The film reunites the director with actors Tony Leung and Ziyi Zhang – both of whom give mesmerizing turns as Ip Man and the daughter of another grandmaster who inherited her father’s gifts (whom Ip Man is hopelessly in love with despite being a faithful husband).
Utilizing his favorite ingredients of romantic longing, love triangles and a person being pulled in opposite directions by duty and their heart, Wong Kar Wai has made another passionate, potent, poetic and hypnotic work.
Intriguingly and unlike the recent Ip Man trilogy which dedicated itself solely to its subject, The Grandmaster challenges its initial thesis. Testing the limitations of a biopic to tell what is an even more emotionally riveting story of Zhang’s grandmaster in her own right, the film celebrates the plural far more than the literal singular translation of one master from start to finish.
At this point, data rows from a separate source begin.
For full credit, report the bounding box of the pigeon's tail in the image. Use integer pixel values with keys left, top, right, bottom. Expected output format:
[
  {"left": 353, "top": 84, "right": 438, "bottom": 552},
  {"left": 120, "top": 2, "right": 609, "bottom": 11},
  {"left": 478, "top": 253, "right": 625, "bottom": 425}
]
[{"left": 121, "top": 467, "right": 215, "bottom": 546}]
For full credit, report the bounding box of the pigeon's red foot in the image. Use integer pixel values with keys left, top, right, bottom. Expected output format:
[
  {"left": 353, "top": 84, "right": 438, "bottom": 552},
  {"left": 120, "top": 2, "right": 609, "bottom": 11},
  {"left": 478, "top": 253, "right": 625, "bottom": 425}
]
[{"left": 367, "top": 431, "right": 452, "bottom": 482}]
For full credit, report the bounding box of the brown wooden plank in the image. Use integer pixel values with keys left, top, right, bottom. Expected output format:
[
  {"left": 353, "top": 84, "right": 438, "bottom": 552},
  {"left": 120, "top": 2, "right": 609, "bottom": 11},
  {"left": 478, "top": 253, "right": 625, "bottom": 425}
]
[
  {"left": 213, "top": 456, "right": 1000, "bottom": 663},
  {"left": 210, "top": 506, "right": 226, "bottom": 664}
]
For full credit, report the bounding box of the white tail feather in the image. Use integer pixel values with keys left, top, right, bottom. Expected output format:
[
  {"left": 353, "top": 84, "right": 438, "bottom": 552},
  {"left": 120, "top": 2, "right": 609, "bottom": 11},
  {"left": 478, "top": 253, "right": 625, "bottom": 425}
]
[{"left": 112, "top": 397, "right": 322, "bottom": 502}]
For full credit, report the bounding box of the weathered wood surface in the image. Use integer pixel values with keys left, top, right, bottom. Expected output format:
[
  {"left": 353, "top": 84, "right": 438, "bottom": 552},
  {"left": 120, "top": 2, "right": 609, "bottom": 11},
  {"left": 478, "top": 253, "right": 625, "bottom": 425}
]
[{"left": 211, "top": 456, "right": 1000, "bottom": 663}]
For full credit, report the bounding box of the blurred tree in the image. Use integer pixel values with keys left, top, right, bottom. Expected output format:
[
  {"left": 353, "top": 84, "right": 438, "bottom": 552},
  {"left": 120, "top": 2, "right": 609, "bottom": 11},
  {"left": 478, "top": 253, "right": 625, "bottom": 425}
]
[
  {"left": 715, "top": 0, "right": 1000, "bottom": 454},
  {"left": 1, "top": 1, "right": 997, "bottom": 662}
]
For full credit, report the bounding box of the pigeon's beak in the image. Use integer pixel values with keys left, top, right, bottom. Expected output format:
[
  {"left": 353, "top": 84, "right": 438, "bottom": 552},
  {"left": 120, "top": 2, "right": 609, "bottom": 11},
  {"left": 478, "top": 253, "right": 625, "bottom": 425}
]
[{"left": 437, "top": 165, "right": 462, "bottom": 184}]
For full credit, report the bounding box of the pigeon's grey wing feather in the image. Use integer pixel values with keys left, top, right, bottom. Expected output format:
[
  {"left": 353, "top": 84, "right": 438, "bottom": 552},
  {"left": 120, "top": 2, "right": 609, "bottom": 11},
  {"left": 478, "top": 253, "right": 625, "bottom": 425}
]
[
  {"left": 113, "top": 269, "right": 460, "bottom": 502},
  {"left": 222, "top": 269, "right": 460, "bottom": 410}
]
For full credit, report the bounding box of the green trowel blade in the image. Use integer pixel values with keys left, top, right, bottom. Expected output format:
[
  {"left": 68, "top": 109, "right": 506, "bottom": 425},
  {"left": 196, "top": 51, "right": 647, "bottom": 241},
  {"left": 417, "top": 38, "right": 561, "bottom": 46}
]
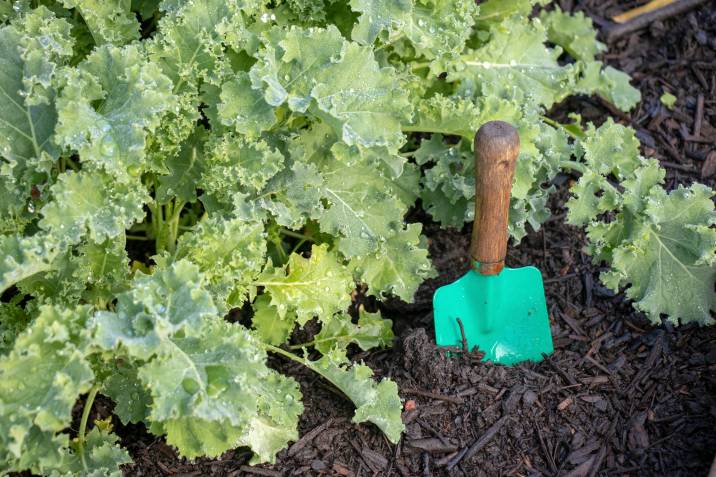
[{"left": 433, "top": 264, "right": 553, "bottom": 365}]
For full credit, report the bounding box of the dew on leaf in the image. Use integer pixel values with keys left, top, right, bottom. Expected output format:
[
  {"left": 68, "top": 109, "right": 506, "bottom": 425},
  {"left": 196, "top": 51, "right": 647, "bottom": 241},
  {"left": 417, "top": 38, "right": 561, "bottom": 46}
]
[
  {"left": 100, "top": 135, "right": 116, "bottom": 157},
  {"left": 182, "top": 378, "right": 200, "bottom": 394}
]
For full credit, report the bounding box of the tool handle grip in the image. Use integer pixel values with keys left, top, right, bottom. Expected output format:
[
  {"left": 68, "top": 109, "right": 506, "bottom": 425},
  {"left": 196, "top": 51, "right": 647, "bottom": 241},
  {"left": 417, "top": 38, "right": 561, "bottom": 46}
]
[{"left": 470, "top": 121, "right": 520, "bottom": 275}]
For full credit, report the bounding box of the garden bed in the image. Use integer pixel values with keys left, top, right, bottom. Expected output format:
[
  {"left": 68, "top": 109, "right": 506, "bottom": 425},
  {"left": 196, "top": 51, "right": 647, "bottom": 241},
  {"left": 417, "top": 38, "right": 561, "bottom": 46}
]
[{"left": 107, "top": 1, "right": 716, "bottom": 476}]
Playing out multiple character arcs throughout the film’s narrative, we see a Yin and Yang approach to their journeys as Zhang is fueled by vengeance and Ip Man refuses to give in, no matter how much he is tested as both individuals experience highs and lows due to these decisions.
While the romantic angle echoes themes the filmmaker explored early on in his career (perhaps most famously in Happy Together, Chungking Express and In the Mood for Love), Zhang’s character’s plight rivals our hero’s as the most riveting one in the film as she vows to track down the man who betrayed her father.
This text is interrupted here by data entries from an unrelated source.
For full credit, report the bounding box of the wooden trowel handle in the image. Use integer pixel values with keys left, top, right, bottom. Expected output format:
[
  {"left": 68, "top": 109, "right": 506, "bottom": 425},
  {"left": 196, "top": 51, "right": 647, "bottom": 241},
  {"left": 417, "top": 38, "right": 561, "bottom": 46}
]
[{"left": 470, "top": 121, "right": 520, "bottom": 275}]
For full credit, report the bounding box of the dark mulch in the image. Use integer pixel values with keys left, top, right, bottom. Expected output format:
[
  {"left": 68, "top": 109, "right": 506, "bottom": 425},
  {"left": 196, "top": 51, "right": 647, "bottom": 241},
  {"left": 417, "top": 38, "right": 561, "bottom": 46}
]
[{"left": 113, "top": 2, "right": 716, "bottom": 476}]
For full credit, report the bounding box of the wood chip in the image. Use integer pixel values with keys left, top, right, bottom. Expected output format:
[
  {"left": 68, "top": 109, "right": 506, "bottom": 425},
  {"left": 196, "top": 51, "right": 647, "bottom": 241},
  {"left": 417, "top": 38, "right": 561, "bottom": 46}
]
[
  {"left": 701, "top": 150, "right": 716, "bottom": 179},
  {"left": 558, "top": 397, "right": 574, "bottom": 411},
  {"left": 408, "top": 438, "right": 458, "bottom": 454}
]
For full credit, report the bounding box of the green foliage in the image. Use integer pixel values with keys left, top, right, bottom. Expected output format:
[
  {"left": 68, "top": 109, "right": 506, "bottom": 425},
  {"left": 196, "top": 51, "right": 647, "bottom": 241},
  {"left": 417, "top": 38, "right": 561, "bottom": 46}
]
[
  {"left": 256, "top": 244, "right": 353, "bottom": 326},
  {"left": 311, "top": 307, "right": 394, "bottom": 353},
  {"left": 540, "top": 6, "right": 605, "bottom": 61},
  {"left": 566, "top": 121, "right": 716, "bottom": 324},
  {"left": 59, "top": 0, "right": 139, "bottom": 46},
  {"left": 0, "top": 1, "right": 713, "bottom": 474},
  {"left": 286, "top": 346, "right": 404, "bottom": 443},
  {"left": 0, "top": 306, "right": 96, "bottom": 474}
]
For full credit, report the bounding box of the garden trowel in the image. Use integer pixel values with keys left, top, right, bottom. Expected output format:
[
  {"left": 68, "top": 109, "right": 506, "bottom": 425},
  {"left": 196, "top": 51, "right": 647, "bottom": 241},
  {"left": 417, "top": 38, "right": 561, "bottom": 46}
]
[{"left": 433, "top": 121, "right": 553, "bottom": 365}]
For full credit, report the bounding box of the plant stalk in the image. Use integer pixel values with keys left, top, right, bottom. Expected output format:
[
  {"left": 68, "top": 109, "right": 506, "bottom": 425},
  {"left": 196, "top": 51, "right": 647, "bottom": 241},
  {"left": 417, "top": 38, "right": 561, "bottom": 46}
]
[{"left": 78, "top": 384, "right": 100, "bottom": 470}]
Touching on gender power issues of the time and place and her own war-like quest for revenge during wartime, Zhang gives one of her strongest performances to date in Grandmaster, which I read gives her character an even greater arc in the Chinese cut of the film which is twenty minutes longer than this version.
While so far to date there’s said to be at least three different editions of the film that Kar Wai has screened as he is famous for tinkering with the final frames of his features, only the shortest American theatrical version is included in this Blu-ray release.
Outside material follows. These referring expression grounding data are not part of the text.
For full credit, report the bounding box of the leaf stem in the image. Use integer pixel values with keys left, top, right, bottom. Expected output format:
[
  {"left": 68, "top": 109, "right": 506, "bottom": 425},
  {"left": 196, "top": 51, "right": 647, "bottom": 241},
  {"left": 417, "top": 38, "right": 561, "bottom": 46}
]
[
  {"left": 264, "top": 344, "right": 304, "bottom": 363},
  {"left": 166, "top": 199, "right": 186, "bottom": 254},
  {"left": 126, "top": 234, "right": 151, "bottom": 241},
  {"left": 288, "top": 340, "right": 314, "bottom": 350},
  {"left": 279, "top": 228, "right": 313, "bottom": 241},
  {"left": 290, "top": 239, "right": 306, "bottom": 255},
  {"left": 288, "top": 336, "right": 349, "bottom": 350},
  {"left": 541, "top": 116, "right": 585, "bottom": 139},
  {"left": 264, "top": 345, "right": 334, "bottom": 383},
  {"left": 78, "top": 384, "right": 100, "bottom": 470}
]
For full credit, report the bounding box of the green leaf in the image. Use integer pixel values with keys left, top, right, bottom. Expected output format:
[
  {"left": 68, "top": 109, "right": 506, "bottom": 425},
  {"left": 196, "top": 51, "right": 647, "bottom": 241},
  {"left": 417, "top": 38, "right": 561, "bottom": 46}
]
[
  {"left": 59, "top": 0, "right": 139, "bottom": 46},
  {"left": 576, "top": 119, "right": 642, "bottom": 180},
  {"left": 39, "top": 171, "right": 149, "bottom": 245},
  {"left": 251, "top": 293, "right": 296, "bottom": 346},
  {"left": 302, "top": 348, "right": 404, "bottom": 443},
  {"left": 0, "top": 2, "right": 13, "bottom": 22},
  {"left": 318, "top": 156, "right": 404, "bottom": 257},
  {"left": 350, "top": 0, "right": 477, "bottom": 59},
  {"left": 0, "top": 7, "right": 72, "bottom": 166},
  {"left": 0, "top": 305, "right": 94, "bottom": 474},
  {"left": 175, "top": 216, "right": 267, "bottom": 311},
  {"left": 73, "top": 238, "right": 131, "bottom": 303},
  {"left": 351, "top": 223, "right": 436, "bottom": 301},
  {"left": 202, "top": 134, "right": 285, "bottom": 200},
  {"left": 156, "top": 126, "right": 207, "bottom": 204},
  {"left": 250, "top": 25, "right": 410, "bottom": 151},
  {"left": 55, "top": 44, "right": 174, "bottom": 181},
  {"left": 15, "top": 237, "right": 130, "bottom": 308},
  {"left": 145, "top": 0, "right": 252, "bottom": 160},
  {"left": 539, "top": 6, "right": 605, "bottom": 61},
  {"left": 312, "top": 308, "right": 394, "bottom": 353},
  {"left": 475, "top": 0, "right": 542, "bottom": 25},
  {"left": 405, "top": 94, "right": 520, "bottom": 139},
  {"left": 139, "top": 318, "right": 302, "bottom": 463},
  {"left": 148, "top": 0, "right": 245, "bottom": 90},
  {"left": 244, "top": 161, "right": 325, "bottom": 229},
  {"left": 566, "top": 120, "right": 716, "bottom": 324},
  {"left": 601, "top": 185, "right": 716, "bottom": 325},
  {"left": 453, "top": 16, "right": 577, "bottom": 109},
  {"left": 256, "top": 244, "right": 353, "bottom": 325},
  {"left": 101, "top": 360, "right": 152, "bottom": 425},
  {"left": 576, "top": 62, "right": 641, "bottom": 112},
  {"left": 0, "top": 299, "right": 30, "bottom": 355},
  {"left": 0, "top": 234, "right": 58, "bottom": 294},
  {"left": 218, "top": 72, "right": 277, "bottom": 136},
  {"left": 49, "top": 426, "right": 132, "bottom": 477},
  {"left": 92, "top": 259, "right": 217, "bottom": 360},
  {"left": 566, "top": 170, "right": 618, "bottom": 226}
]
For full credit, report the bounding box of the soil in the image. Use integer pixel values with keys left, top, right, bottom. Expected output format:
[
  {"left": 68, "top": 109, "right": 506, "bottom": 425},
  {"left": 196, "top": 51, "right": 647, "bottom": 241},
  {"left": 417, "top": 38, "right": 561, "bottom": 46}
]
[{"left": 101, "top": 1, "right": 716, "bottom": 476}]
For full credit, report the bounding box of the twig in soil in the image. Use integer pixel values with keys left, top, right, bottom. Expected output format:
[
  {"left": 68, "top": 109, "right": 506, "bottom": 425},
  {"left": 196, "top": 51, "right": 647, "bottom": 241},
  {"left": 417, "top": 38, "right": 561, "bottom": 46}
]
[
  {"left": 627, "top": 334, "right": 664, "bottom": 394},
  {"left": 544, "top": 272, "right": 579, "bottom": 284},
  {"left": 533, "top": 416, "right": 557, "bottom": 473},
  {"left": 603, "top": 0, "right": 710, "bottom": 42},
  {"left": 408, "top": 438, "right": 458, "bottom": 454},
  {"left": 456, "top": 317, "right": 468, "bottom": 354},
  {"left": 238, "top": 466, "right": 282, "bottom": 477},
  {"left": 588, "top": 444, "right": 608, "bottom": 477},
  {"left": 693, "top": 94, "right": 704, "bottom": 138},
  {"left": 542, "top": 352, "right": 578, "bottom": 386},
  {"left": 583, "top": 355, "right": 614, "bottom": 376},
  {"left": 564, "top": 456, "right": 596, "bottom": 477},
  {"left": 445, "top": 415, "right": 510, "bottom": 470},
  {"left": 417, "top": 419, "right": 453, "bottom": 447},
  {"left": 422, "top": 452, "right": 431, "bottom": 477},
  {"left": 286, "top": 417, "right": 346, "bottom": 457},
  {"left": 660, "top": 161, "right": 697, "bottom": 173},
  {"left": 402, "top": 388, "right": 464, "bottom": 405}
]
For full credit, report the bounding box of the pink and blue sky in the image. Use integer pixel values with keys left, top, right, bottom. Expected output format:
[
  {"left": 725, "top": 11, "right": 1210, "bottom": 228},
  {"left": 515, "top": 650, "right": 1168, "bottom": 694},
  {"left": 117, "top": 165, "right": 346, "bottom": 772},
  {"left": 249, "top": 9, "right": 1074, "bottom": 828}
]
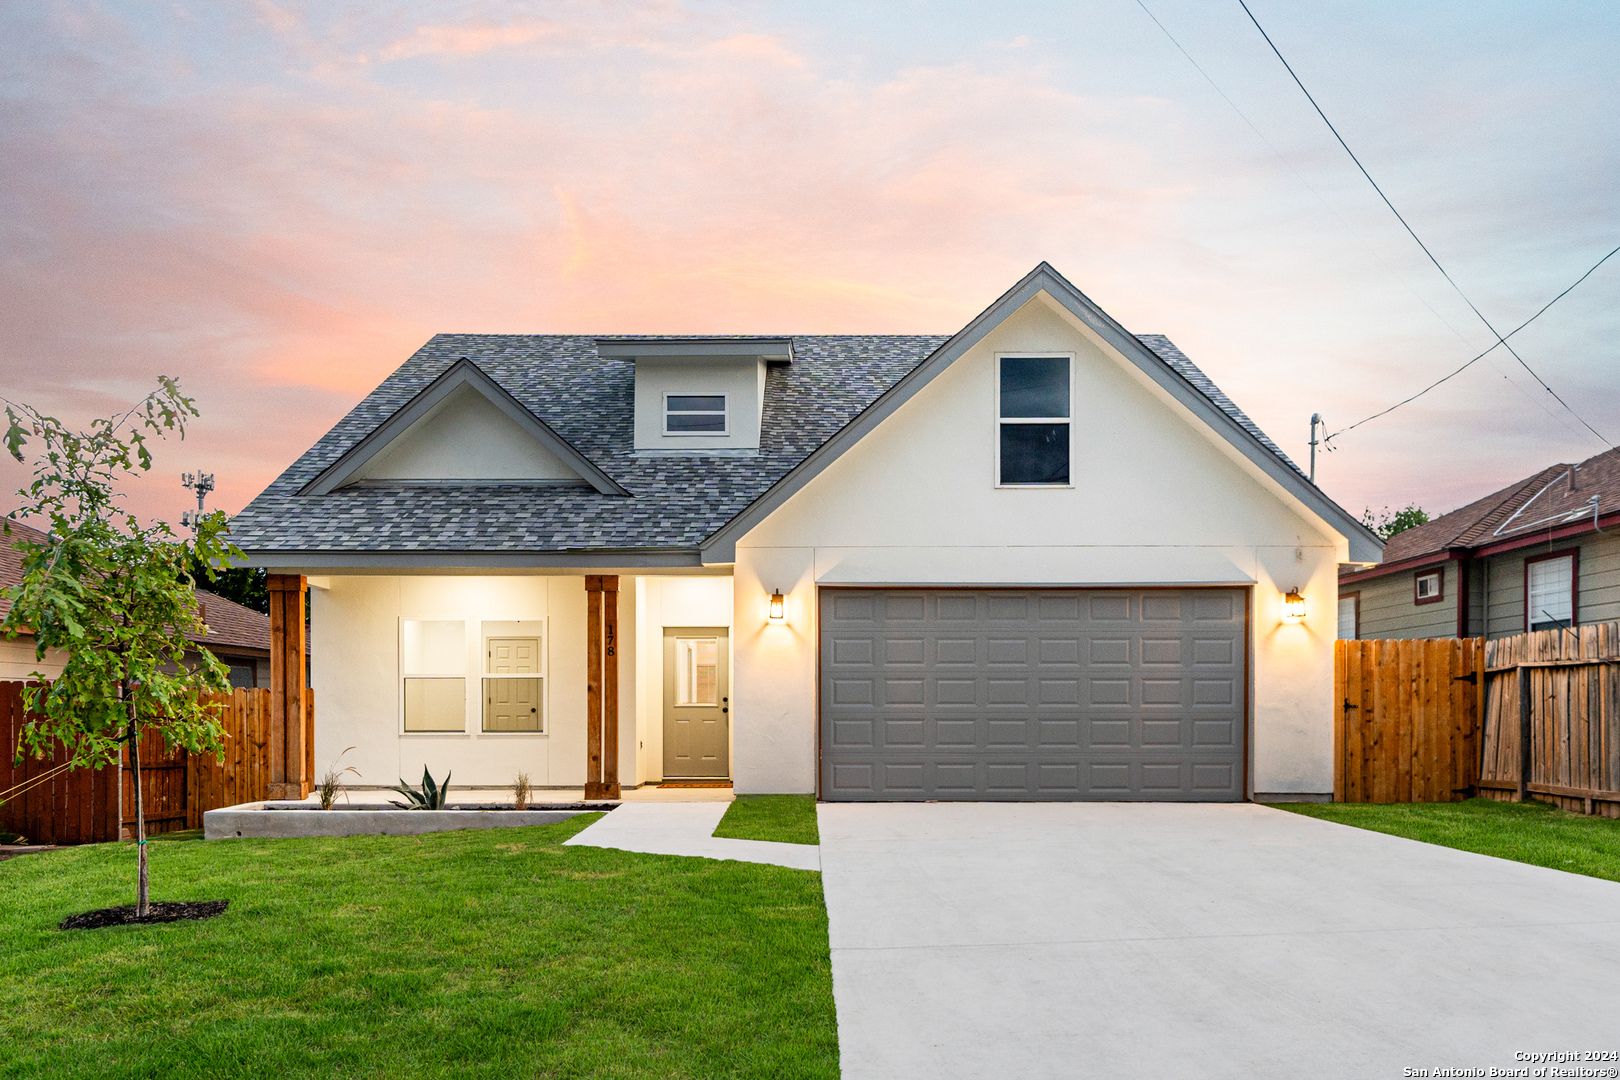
[{"left": 2, "top": 1, "right": 1615, "bottom": 527}]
And admittedly, this cut does suffer slightly from abrupt segues in the final act that lose the fiery rhythm of the film’s divine first hour and the rapid fire introduction to so many grandmasters in Grandmaster’s first act may make some viewers glad this razor sharp Blu-ray comes with an impressive English language dub to switch back and forth between reading and listening.
Yet all things considered, this is Kar Wai’s strongest release since Mood. Making up for the disastrously dull 2046 and the beautiful trifle My Blueberry Nights, The Grandmaster is a master effort that’s filled with impressive fight sequences which rival some of action choreographer Yuen Woo Ping’s finest achievements in the Ziyi Zhang starring Crouching Tiger, Hidden Dragon.
Visually intoxicating on Blu-ray, one of the highlights of The Grandmaster occurs as a Ping/Zhang collaboration once again in a character-defining battle by a train that (given the amount of sound blaring over the speakers and their relationship to vengeance for their fathers that will alter them forever) seems to echo the same pivotal moment for Al Pacino’s Michael Corleone in the original Godfather, in which he comes out of a bathroom with a gun in his hand.
Although it didn’t garner a foreign film Oscar nod, Kar Wai’s unique action-driven philosophical tale defies the martial arts or biopic genres, remaining in the end true to that unique and rare heading as a Wong Kar Wai picture, which (much like his others) uses sumptuous visuals and a sweeping score to help translate the “opera of life” to use a phrase uttered by Leung’s Ip Man.
Filled with more romantic yearning, heartache and regrets of the doomed game of chess that occurs between man and woman kept from one another by timing and fate, the characters nonetheless keep the light of love burning by “being, knowing and doing,” while choosing to stay upright in the battle of life, love and death, whether they’re on camera for two seconds, two scenes or two hours.